We asked said about some of the myths, misconceptions and best practices around the locker room, especially those of the NBA.
SportsMD: What are the most common misconceptions that people have about professional athletes and their training routines?
Said Hamdan: I think the concept of off-season is misunderstood. People sometimes think that athletes use their down time strictly on leisure activities and walk away from training to rest. These days remaining in top competitive condition requires almost year-round strength training, cardiovascular training, and even relaxation training. Most of the professional athletes that I know take a few weeks off following their seasons and get right back to work until the next preseason begins.
SMD: Who are the hardest working athletes you have been around?

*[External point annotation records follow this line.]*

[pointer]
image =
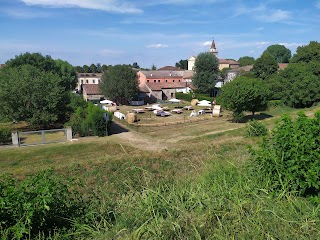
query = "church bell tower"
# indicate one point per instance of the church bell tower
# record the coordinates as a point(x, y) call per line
point(213, 49)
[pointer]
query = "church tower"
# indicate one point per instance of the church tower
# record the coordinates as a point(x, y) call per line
point(213, 49)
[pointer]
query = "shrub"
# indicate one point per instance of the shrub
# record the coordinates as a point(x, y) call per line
point(38, 205)
point(275, 104)
point(290, 158)
point(5, 135)
point(255, 129)
point(189, 96)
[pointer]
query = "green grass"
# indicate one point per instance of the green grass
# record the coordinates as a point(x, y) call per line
point(199, 187)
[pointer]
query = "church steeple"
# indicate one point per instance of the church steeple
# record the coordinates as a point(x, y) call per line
point(213, 49)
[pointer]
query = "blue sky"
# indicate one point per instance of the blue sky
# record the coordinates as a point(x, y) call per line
point(153, 32)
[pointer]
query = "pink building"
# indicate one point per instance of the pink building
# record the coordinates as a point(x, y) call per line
point(162, 84)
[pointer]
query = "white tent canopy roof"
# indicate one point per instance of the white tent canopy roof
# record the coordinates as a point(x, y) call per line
point(106, 101)
point(174, 100)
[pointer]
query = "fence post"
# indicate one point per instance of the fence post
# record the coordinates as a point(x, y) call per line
point(69, 133)
point(15, 139)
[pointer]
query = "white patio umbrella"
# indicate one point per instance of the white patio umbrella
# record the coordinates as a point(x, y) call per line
point(204, 101)
point(106, 101)
point(204, 104)
point(174, 100)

SH: Anyone who was around him during his playing career would say Patrick Ewing. He worked tirelessly on the court, and then spent a good amount of time on cardiovascular exercise following every practice. He was meticulous about his preparation and enlisted the help of his teammates in order to get better. People forget that Patrick wasn’t a lights out shooter in college, but when he got to the NBA he became one of the most prolific big men of his time. Not just because he was a big presence, but because he could shoot the ball. This required an extraordinary amount of hard work.
SMD: When dealing with common injury, what’s the biggest mistake that professional athletes make during rehab?
SH: Rushing their way back. Elite athletes have a competitive edge which makes them the best at what they do. Sometimes athletes can get impatient with rehab simply because they want to return to competition. It’s a mistake for an athlete to test out their recovery by running before they should or throwing before they should. This increases the risk of re-injury and slows the recovery process.
SMD: What area has changed the most in terms of rehab since you started as a trainer at LIU back in the day?
SH: The biggest enhancements in the area of athletic rehabilitation is, by far, education. The advancements of manual techniques, recovery tools, assessment tools and electric modalities have been a game changer in the athletic training room.
SMD: Looking forward, in terms of rehab for athletes, what is the area of growth you see, what’s changing the most in terms of recovery, be it professional or everyday athletes?
SH: A lot of attention is being paid to recovery, importance of sleep, and mental health these days. Even leagues are addressing recovery in the way they scheduled games. The NBA has cut back on back to back games, and travel considerations are constantly being addressed. Most teams have employed relaxation techniques such as yoga, meditation, and sleep pods with in their facilities in order to enhance the recovery from physical exertion.